Pumpjacks at the Inglewood oil fields in California in March. Some of the most controversial methods of oil extraction, like fracking, oil sands production and Arctic drilling, are also expensive. That's made them less profitable as the price of oil continues to fall.

Efforts to prohibit hydraulic fracturing and other oil extraction techniques in Los Angeles have hit a road block in the city’s Planning Department. In a new report, city planners recommend that LA not pursue the moratorium approved by the city council eight months ago. 

February’s vote drew close attention from the oil industry and praise from anti-fracking activists. Los Angeles was the first California city where fracking actually happens to call for a ban on the practice. At the time, the city council asked LA’s planning department to report back on how to write up regulations for non-conventional oil extraction, where well operators force oil and natural gas out of shale and sand using steam, water, gravel and chemicals.

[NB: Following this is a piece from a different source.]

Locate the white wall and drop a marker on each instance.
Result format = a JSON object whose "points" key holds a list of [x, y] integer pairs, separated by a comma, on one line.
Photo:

In a letter accompanying the report, Deputy Director of Planning Alan Bell says Los Angeles would need technical assistance to develop a ban on fracking. “Developing new regulations on this complex issue requires collaboration with an expert in petroleum and natural gas engineering or geology, and at present, there is no qualified City Staff with this set of expertise,” Bell wrote.

Even once someone is hired, authors of the report argue that existing federal, state and county rules could trump any new restrictions the city might enact on fracking. According to the report, “The State's authorization to conduct well stimulation does not preempt local jurisdictions from establishing traditional land use and zoning regulations which can dictate where oil and gas activity takes place,” however, oil industry groups have “argued that local jurisdictions have no authority to regulate how oil and gas extraction occurs.”

The 67-page report also points out that oil producers are aggressively challenging local bans, including in the nearby city of Compton. After Compton city leaders approved a moratorium, the Western States Petroleum Association sued, arguing that state rules pre-empted the city. Compton withdrew its moratorium in September.  

A lawyer for the Natural Resources Defense Council says that LA planners should go back to the drawing board. "City officials did not do the one thing they were directed to do,” says NRDC’s Damon Nagami. “[C]reate an ordinance that would place a moratorium on fracking in Los Angeles.”

The issue will return to city council via two committees, Planning and Land Use Management, and Energy and the Environment, later this month.